The fourth annual U.S. News & World Report Healthcare of Tomorrow conference will take place on Nov. 2 in Washington, DC. The leadership forum, which examines challenges in health care and how we must evolve with policies, society, and technology, will hold children’s hospital sessions for the first time. The topics will include pediatric population health, patient safety, strategic partnerships, and genomic medicine. Children’s National’s David Wessel, M.D., executive vice president and chief medical officer, hospital and specialty services, is scheduled to speak during the event.

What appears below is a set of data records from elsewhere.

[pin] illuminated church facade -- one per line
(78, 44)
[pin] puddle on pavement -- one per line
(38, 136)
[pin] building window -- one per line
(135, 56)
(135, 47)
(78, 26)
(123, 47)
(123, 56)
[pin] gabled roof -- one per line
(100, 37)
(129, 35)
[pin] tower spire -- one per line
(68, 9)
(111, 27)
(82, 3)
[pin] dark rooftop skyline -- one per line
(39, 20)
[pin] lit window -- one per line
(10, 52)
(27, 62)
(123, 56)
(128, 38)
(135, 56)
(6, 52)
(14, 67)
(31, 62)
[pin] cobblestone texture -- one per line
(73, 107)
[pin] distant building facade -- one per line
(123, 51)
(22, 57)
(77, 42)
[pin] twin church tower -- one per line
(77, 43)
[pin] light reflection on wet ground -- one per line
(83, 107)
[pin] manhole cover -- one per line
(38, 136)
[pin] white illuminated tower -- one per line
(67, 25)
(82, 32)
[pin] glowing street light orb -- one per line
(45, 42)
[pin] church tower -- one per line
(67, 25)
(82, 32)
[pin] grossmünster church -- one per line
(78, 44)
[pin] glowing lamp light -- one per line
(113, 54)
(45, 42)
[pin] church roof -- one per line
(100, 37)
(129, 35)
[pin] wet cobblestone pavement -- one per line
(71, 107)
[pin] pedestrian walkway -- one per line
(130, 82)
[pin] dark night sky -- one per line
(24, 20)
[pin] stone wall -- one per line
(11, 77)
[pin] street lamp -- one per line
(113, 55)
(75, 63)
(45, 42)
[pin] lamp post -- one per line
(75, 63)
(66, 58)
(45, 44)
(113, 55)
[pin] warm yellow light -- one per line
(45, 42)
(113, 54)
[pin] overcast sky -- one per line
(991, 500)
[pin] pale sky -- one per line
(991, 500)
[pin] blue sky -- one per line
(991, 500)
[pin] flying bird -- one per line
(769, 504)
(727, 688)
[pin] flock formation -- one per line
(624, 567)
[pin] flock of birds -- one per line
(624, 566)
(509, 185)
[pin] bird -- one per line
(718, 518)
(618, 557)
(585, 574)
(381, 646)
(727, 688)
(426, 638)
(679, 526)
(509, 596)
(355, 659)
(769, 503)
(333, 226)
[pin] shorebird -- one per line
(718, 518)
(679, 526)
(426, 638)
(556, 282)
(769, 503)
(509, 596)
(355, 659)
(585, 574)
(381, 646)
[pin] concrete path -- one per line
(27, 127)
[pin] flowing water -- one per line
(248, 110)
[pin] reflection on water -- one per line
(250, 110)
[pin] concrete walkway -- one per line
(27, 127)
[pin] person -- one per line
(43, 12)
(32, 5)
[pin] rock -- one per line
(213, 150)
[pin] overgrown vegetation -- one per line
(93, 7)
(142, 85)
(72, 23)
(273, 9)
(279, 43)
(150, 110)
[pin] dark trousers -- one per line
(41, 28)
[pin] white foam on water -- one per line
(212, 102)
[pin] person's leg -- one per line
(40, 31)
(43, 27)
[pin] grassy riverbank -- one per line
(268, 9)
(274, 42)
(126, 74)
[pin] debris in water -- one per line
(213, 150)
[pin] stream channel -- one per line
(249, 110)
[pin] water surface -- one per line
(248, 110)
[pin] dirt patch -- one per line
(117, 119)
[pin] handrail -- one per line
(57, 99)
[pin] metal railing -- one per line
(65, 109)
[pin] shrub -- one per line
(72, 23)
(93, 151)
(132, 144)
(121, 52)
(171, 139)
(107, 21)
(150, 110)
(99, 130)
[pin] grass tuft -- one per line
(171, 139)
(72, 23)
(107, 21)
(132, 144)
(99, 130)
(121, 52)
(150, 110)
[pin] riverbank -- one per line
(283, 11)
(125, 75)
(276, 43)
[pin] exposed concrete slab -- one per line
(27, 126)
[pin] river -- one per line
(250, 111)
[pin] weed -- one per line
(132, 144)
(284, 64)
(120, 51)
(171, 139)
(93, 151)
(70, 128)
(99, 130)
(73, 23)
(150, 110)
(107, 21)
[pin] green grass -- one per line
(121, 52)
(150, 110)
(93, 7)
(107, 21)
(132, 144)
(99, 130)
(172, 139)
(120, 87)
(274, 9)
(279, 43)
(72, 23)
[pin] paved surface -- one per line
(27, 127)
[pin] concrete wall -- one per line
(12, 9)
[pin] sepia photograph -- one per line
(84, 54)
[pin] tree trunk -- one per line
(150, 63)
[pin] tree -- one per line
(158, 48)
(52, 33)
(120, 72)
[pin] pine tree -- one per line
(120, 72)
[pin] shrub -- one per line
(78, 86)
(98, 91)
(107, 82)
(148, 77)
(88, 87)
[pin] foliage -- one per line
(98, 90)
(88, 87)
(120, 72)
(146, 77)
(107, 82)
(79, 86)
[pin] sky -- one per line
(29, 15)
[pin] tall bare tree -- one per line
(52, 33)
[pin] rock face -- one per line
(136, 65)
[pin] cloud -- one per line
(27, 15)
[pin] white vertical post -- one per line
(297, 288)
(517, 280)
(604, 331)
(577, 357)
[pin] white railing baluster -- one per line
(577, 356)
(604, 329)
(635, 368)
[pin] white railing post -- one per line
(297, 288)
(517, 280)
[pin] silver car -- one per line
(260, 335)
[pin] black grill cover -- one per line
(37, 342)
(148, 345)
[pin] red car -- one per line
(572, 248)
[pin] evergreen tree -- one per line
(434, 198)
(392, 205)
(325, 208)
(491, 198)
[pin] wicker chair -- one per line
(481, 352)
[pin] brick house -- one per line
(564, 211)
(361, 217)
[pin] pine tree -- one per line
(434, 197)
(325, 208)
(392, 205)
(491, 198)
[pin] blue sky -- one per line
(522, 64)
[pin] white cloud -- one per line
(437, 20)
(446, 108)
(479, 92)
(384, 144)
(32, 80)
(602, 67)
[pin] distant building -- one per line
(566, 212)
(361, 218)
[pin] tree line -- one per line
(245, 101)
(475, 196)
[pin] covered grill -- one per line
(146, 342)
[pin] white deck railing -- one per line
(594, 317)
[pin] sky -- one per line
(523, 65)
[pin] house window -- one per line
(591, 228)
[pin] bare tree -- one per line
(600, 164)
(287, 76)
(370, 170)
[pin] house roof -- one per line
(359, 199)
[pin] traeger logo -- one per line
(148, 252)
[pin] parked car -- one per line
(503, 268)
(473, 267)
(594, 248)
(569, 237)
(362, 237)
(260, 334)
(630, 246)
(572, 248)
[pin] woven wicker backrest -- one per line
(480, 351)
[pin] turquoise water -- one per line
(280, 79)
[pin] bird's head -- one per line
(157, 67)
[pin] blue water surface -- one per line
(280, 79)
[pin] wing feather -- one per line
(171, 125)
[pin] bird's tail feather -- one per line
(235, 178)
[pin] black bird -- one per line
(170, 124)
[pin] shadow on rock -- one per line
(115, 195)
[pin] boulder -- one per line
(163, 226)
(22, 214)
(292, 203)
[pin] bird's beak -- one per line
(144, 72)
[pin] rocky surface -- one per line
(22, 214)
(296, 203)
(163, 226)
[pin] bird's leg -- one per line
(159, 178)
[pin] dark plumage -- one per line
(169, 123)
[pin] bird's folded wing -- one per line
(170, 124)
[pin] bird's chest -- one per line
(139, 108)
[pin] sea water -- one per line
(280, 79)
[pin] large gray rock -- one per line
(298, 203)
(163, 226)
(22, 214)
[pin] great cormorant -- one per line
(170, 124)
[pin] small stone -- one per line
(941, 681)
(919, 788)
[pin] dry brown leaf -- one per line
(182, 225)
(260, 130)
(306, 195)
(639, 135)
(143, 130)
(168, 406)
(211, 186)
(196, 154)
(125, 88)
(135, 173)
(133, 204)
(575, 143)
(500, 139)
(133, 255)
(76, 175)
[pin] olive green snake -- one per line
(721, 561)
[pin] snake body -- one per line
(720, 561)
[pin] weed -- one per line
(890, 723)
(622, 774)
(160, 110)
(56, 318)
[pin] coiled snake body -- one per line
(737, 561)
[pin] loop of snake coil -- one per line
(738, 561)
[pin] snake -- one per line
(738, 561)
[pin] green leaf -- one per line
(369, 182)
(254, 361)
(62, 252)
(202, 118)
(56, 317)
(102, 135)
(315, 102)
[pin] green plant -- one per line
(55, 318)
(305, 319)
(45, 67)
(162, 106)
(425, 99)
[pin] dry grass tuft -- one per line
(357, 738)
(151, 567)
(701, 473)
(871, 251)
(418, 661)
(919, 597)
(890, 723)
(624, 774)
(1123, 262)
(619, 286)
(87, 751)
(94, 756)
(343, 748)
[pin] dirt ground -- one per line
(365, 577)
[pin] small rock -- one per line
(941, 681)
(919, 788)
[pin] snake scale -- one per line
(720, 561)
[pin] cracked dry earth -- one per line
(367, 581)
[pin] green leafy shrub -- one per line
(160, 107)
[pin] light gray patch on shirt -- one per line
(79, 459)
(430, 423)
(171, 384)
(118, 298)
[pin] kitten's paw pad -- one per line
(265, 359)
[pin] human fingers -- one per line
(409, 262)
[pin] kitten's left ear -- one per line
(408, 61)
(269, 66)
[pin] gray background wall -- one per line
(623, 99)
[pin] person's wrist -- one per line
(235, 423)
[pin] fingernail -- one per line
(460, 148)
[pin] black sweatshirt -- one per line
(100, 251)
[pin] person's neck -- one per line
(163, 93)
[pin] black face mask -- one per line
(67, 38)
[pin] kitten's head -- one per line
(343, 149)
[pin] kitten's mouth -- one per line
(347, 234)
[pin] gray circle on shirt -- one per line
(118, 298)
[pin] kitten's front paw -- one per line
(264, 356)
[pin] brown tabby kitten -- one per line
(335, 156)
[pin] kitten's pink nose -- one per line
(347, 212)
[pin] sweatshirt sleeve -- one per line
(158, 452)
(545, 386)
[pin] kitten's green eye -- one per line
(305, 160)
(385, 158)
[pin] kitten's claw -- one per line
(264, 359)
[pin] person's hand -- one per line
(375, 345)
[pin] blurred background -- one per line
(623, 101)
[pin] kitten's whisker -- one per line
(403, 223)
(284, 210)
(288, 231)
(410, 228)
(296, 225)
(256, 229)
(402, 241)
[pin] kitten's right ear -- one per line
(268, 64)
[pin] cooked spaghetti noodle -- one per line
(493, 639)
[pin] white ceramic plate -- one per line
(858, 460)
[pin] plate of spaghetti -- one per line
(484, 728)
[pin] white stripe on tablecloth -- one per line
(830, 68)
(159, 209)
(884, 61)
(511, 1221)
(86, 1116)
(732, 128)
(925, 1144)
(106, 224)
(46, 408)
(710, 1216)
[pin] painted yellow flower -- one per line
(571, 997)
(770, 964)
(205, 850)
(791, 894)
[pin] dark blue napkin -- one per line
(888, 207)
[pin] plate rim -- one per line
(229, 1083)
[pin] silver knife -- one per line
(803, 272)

Pediatric surgical innovation symposium approaches

This year, there were a record number of entries (91) for the National Capital Consortium for Pediatric Device Innovation (NCC-PDI) competition, which will be held  Oct. 8 at the fourth annual Pediatric Surgical Innovation Symposium, hosted by the Sheikh Zayed Institute for Pediatric Surgical Innovation at Children’s National Health System. Twelve finalists have been selected to pitch their pediatric medical device innovation, and up to six innovations will be awarded up to $50,000 each, with awards based on presentations given before a panel of expert judges.

The finalists are:

  • PECA Labs, Pittsburgh, Pa. – synthetic vascular conduit for surgical repair of congenital heart defects that’s capable of minimally invasive, controlled expansion to grow with the patient
  • Maternal Life, Palo Alto, Calif. – low-cost closed system that captures and administers colostrum to newborns with zero percent loss
  • Magnamosis, Inc., San Francisco, Calif. – device to provide safer, less invasive repair of the esophagus in newborns with esophageal atresia/tracheoesophageal fistula, a condition requiring surgery that is currently performed by hand
  • JustRight Surgical, Louisville, Colo. – second generation surgical 5mm stapler sized for use with a wider range of pediatric surgical procedures and bringing the benefits of laparoscopy to patients
  • CareTaker Medical, Charlottesville, Va. – disposable, finger cuff for single patient use to continuously and non-invasively monitor neonatal  heart rate without adhesives, electrodes and wires
  • Nebula Industries, Melrose, Mass. – quick release medical tape to prevent neonatal and pediatric skin injuries
  • Lully, San Francisco, Calif. – moisture sensor and Smart Pod monitor, placed under the mattress, that are wirelessly connected to a smartphone app to prevent bedwetting episodes
  • Center for Advanced Sensor Technology, University of Maryland Baltimore County, Baltimore, Md. – low-cost, disposable multifunctional incubator for at-risk, low birth weight babies
  • Multisensor Diagnostics, Baltimore, Md. – non-invasive portable handheld device designed to perform rapid medical assessment of key vitals for pediatric patients
  • May & Meadow, Inc., Redwood City, Calif. – low-cost, mobile medical device for assessing feeding ability in infants at risk for feeding problems
  • PediaStent, Cleveland, Ohio – novel pediatric bioresorbable stent for use in repairing congenital heart lesions
  • Averia Health Solutions, Alexandria, Va. – low-cost concussion screening and management system that uses smartphone technology

“The impressive number of well qualified applications we received from all over the US as well as from other countries speaks to the enthusiasm of Medtech innovators to develop and test devices specifically for children,” said Kolaleh Eskandanian, Ph.D., M.B.A., P.M.P., Executive Director of the Sheikh Zayed Institute for Pediatric Surgical Innovation and NCC-PDI. “We are committed to building on this momentum and keeping the conversation going with all who applied and will provide consultation services if needed.”